Due to her advanced age, fragile health, and lack of experience in epidemiology, Liu, unlike many other doctors, has been put on the sidelines. Her main desire is to treat the outbreak in a cool, rational way. “I don’t believe in hearsay news,” she said. “As for [other possibly helpful] drugs, there is no actual, reliable, authoritative clinical data to prove their efficacy, so I will not make any comments.”

According to the New York Times, two such drug therapies are undergoing clinical trials in China at this time, although results are not yet available. Meanwhile, the Chinese government has been enforcing mandatory 14-day quarantines and setting roadblocks and checkpoints throughout the country, to prevent further spread of the virus—even in places that have few cases.
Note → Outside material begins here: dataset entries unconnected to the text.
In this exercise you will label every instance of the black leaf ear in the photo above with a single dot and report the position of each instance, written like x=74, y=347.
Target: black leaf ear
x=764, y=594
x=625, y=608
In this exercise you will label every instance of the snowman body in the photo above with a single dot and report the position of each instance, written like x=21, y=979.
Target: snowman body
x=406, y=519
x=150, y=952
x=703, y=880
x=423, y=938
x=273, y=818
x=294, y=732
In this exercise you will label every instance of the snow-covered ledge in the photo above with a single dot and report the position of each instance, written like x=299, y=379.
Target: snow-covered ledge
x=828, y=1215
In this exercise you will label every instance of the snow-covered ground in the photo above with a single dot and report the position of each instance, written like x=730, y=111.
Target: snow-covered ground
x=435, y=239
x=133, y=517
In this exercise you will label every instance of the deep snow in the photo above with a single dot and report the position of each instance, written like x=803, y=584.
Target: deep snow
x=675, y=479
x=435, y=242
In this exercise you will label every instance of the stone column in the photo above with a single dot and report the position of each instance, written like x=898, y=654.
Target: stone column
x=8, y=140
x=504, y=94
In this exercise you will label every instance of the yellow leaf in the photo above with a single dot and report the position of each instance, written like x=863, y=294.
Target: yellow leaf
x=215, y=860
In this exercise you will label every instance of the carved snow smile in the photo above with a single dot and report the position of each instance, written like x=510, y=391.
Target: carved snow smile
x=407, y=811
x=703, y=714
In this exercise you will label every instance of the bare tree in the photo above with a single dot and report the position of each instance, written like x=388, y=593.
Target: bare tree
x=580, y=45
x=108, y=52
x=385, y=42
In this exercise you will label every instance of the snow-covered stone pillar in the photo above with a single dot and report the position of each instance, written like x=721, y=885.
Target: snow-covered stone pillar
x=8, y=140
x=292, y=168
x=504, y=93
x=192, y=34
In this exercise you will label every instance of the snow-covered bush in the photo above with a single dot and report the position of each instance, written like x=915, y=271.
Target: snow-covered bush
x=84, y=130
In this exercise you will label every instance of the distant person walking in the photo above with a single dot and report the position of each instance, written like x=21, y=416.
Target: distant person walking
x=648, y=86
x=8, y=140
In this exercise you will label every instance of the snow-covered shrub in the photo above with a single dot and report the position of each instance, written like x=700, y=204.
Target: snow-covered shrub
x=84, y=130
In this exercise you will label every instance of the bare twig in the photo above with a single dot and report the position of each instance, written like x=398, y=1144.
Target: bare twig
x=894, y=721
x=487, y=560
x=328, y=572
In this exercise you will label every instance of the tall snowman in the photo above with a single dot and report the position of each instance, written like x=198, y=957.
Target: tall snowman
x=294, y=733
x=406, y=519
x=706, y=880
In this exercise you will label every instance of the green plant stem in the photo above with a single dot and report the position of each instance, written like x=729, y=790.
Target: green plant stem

“I feel personal little things must be sacrificed to focus on the overall situation.” 

-Yuzhen Liu, the author’s grandmother

Liu is proud of the way the Chinese nation has risen to the challenge of dealing with the virus. “Some provinces and cities have already sent several batches of medical teams, and some even boarded the plane to Wuhan only one hour after the assembly,” she said. “At our incredible Chinese speed, Huoshenshan, two hospitals and many mobile cabin hospitals accepted every suspected infected person.”

Huoshenshan, one of the hospitals she refers to, was built in ten days to handle the large flow of patients generated by the epidemic, according to NBC News.

“They got everyone in that should have been admitted. Businesses across the country quickly transported the supplies needed by the hospitals to Wuhan; farmers across the country selflessly donated food and fruits to Wuhan.” The display of these scenes has moved many in China, including Liu, to tears.

However, she also admits that the virus has exposed some problems in the system at large. “Some officials in Hubei Province, Wuhan City, have seriously neglected their duties and caused huge and irreparable losses to Wuhan and Hubei and the whole of China,” she said.  Several prominent Chinese Communist party members, including the head of the Hubei Health Commission, have lost their jobs due to it, according to Business Insider.

Map from CNN

In spite of the structural problems this outbreak has unveiled, she remains hopeful that this will lead to positive governmental reform. “After the epidemic situation is resolved, the central government will definitely further revise relevant laws and systems to further improve the country’s ability to respond to major emergencies. It will further improve the status and treatment of scientific and technological personnel and medical technicians.”

In the end, she believes the government’s rigorous response and the Chinese people’s strength will prevail, and that normal family life will resume soon. 

“Start with me, waiting to achieve a comprehensive victory over the epidemic and reunite with the family when the spring is blooming,” Liu said.